Kedua patung dari batu alam itu dikerjakan secara kolektif oleh Sanggar Pelukis Rakjat yang berletak di Sentulrejo, Yogyakarta. Kolektif seni rupa ini digawangi oleh Hendra Gunawan, seniman kelahiran Bandung, Jawa Barat. Mereka bekerja secara komunal. Para seniman muda yang tergabung di dalamnya tinggal seatap, seperti yang nampak dalam ilustrasi.
Setelah keluar dari Seniman Indonesia Muda, Hendra mendirikan sanggar yang menampung banyak seniman muda yang muncul pada masa revolusi. Dari sekian banyak karya Pelukis Rakyat di ruang publik, dua karya di ataslah yang masih dapat dijumpai dengan mudah. Sisanya, semisal relief di tembok Gedung Serikat Buruh Kereta Api atau relief berwarna di Gedung CC PKI musnah setelah tragedi 1965.
Pelukis Rakyat menjadi ruang plural bagi seniman, “ada orang yang islam, ada yang komunis, bahkan ada yang katolik. Maka timbullah pertanyaan yang lebih dalam: apa yang mempersatukan mereka,” tanya Njoto dalam satu tinjauan terhadap kolektif ini dalam Harian Rakjat, 14 Agustus 1954 dengan nama pena Iramani.
Bukan latar belakang kesamaan pekerjaan yang menyatukan mereka, tetapi cita-cita sederhana untuk “mengabdikan kesenian kepada rakyat”. Gagasan berkolektif Pelukis Rakjat, menurut anggota CC PKI ini, “disemen dengan cita-cita dan perjuangan rakyat”. Simpulan Njoto itu mudah saja, karena kolektif ini dengan jelas mengusung slogan “Seni untuk Rakyat”.
Pada 28 Oktober 1955, mereka mengadakan pameran di Jakarta untuk pertama kalinya. Seminggu setelahnya, pelukis Lekra kawakan Henk Ngantung menulis kritik terhadap pameran ini dalam lembar kebudayaan Harian Rakjat.
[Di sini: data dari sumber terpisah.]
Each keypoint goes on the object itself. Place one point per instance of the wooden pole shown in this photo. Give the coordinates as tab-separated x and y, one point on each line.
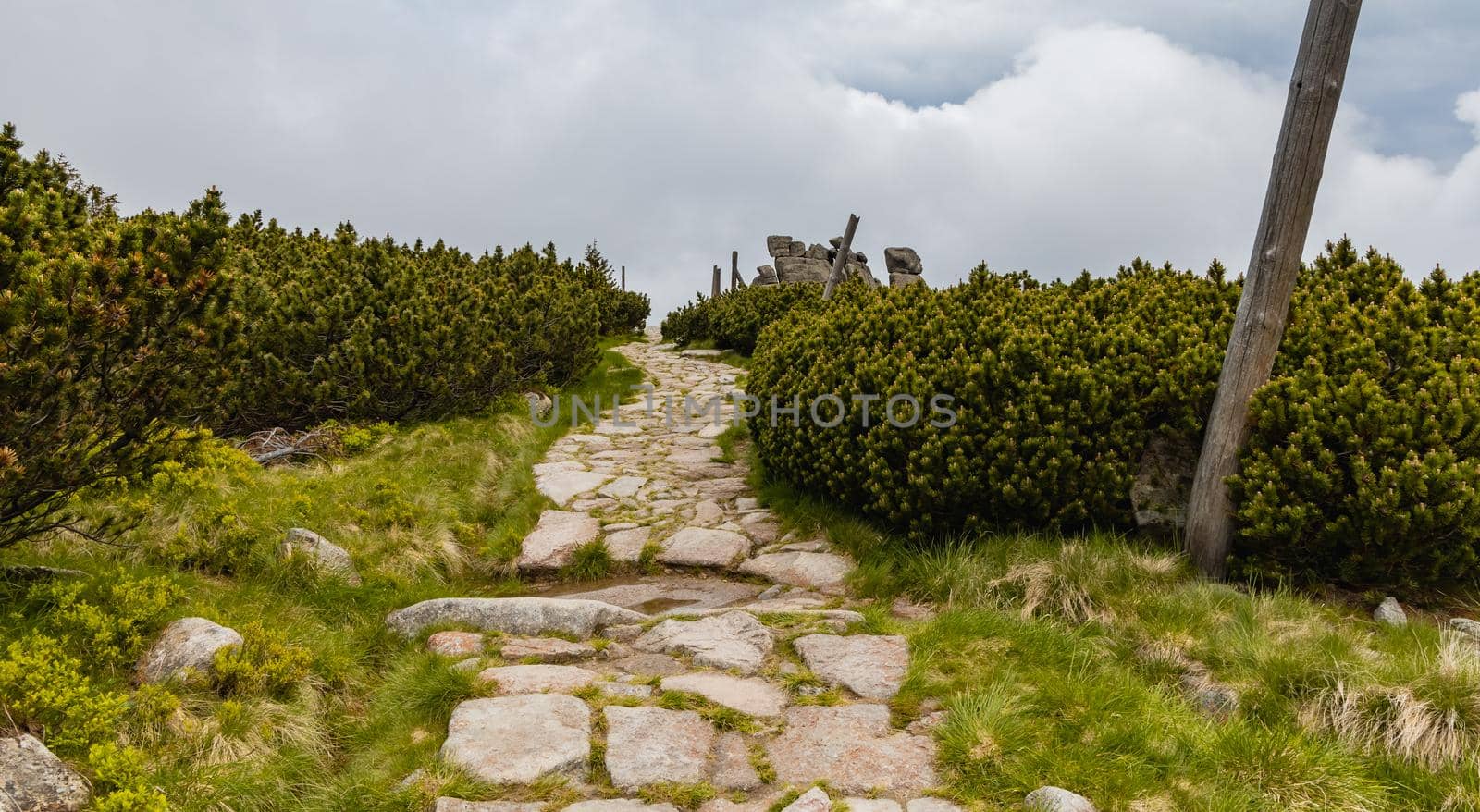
841	261
1321	69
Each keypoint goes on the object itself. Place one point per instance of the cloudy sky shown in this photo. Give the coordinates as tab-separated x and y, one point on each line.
1054	135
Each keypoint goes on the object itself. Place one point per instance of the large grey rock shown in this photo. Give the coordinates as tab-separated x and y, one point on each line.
455	644
801	269
1055	799
862	271
190	644
1390	612
730	641
853	749
512	616
515	740
320	552
754	697
700	546
821	572
564	486
459	805
1164	484
1208	695
648	664
903	261
656	745
554	540
872	666
672	594
545	649
33	780
539	678
733	768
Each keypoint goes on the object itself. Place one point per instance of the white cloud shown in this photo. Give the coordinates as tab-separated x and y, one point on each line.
673	133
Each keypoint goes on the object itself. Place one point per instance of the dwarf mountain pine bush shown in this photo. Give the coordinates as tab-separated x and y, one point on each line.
110	327
736	317
1365	453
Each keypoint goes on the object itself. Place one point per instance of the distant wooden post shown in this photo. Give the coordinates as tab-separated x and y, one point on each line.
1321	68
844	252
Dalam kritik panjang yang membahas perihal bentuk dan gaya, ia mengatakan bahwa karya-karya mereka kontekstual karena merupakan “hasil usaha kolektif yang melalui proses bertahun-tahun yang tak luput pula dari pelbagai corak dan aliran, yang belum sampai pada penyelesaiannya, berubah-ubah sesuai dengan dinamik zaman yang mau atau tidak juga mempengaruhi kehidupan seni dan seniman Indonesia”.
Henk Ngantung banyak menyorot kekurangan para pelukis kolektif ini, yang masih banyak menampakkan pengaruh Hendra dan Sudarso. Meski masih banyak celah, usaha kolektif yang berafiliasi dengan Lekra ini “pada hakekatnya tidak mengurangi dasar-dasar positif yang ditentukan oleh Pelukis Rakjat dalam usahanya meletakkan sendi-sendi bagi penjelmaan sosialisme Indonesia,” pungkas pelukis yang kelak menjadi Gubernur Jakarta.